We make it to the southwest corner of the compound. After a call for covering fire, to tall grass. A series of thunder booms rings out – American mortars, detonating on the Taliban positions. “Okay motherf**ker, you want some of this?” shouts Sgt. John Spring, as he stands up. Take some!” He fires a grenade round into the air.

Despite the grenades, despite the mortars, the Taliban continue to attack. But their fire seems now to be coming mostly from a treeline to the southeast, perpendicular to the marines’ position.

Fawcett — an Echo company “joint tactical air controller” – talks loudly into a radio. A pair of Harrier jets and Cobra attack helicopters are on their way, he says. Someone drops a yellow smoke grenade, to show the aircraft our position. Of course, it’s a dead giveaway for the Taliban, too. A marine fires right above my head. My ears ring like they’ve just been through a Slayer concert. Then shots from the other direction pew and zip by — very close.

Fawcett tries to tell the aircraft where to target. But figuring out the distance and range – and relating that distance and range to the jets, to the choppers, and to his commanding officer a kilometer away – is tough. The radio keeps breaking up.

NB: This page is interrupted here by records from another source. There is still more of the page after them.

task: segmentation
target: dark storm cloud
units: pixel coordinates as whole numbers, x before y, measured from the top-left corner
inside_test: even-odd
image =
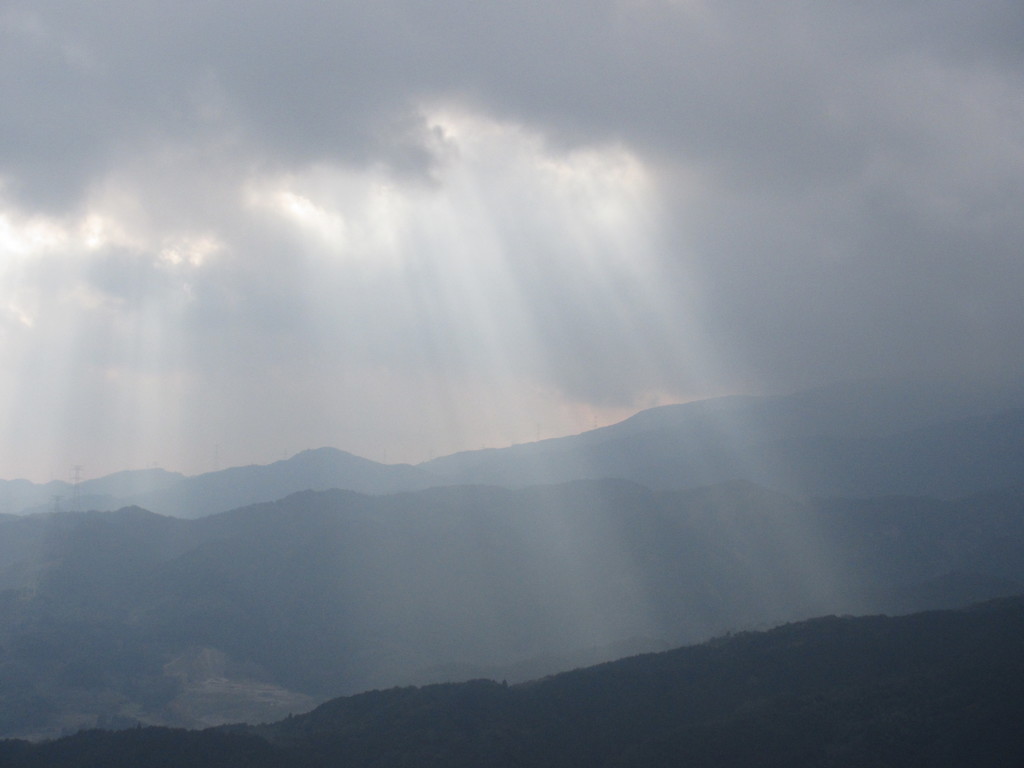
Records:
[[[1021,39],[1024,7],[999,0],[10,0],[0,203],[125,222],[70,249],[90,266],[32,271],[35,303],[79,280],[104,307],[81,324],[97,354],[112,317],[130,346],[133,317],[163,316],[175,359],[218,376],[482,371],[624,404],[1012,368]],[[470,157],[444,109],[501,129]],[[586,152],[644,183],[565,202],[557,173],[522,170],[586,176]],[[380,225],[401,226],[389,268],[380,231],[345,230],[378,182],[426,211]],[[285,189],[347,233],[287,223]]]

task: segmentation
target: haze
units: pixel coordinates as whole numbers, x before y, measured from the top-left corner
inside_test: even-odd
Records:
[[[0,476],[1024,362],[1024,6],[0,5]]]

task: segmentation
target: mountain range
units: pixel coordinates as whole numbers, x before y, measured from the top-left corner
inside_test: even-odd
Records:
[[[1024,495],[806,500],[739,481],[303,492],[185,520],[0,520],[0,734],[197,727],[513,681],[823,613],[1024,591]]]
[[[0,737],[271,722],[1020,594],[1021,391],[860,382],[418,466],[5,481]]]
[[[871,380],[663,406],[579,435],[385,465],[337,449],[196,476],[119,472],[77,485],[0,480],[0,513],[139,506],[202,517],[300,490],[395,494],[616,478],[654,489],[746,480],[809,496],[955,499],[1024,476],[1024,382]]]

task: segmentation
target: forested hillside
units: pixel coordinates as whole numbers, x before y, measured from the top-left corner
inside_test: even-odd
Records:
[[[0,733],[266,721],[1024,584],[1024,500],[746,483],[305,493],[199,520],[0,520]]]
[[[1024,600],[816,618],[532,683],[395,688],[272,725],[0,742],[9,768],[1019,766]]]

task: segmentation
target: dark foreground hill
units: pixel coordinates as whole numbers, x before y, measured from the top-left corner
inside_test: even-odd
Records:
[[[272,725],[0,742],[6,768],[1020,766],[1024,600],[818,618],[508,686],[374,691]]]
[[[1024,499],[624,482],[0,519],[0,735],[270,721],[823,613],[1024,591]]]

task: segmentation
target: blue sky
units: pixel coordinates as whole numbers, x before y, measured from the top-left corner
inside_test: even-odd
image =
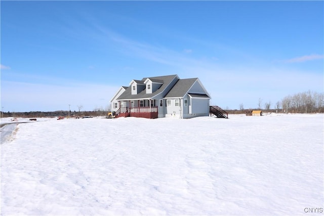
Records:
[[[211,105],[323,91],[322,1],[4,1],[4,111],[105,109],[145,77],[198,77]]]

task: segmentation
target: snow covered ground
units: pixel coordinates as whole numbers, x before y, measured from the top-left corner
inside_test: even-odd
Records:
[[[1,214],[323,214],[324,115],[229,117],[19,124]]]

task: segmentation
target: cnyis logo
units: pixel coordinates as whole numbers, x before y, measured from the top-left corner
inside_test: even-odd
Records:
[[[322,213],[323,208],[305,208],[304,211],[306,213]]]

The militant fire dies down. A Marine lies on his back, hooking a tree with his left hand, trying to recover from heat stroke. Fawcett waves off the Harriers; the Marines are too close to the Taliban, to risk the jets’ 500-pound bombs. But the copters emerge in the sky to the east. It takes maybe twenty minutes to debate the exact Taliban position – and whether the militants are still at that position. The wait makes the Marines anxious. “Do this! Come on!” Spring yells.
There’s a small of mint in the air. A pair of swallows appear from the bushes.

Finally, the attack is approved. The two helicopters turn south, towards the Taliban. “Oh my f**king God! Hallelujah!” says Sgt. Jonathan Delgado. The Taliban send popcorn AK-47 rounds into the air – to no effect. The first copter, a Huey, shoots off .50 caliber rounds. It fires its Gatling gun, making an angry, chainsaw buzz. Then Cobra swoops in for its pass, sending four Zuni rockets into the Taliban position.

The militant fire stops. Within a few minutes, everything is calm again. Later, recalling the day’s sudden turn, Fawcett tells me: “That’s the way it goes. You’re on the way to shaking hands and kissing babies, and of a sudden, you’re in s**t sandwich.”

Not that he was surprised. For Echo, “today was normal,” company commander Captain Eric Metter says. “What happened today has happened just about every day since we’ve been here.”

After the fight, the marines try to determine if any Taliban were killed or wounded – to no avail. The Taliban only left a few spent shell casings behind. But there will be more. The militants will be back.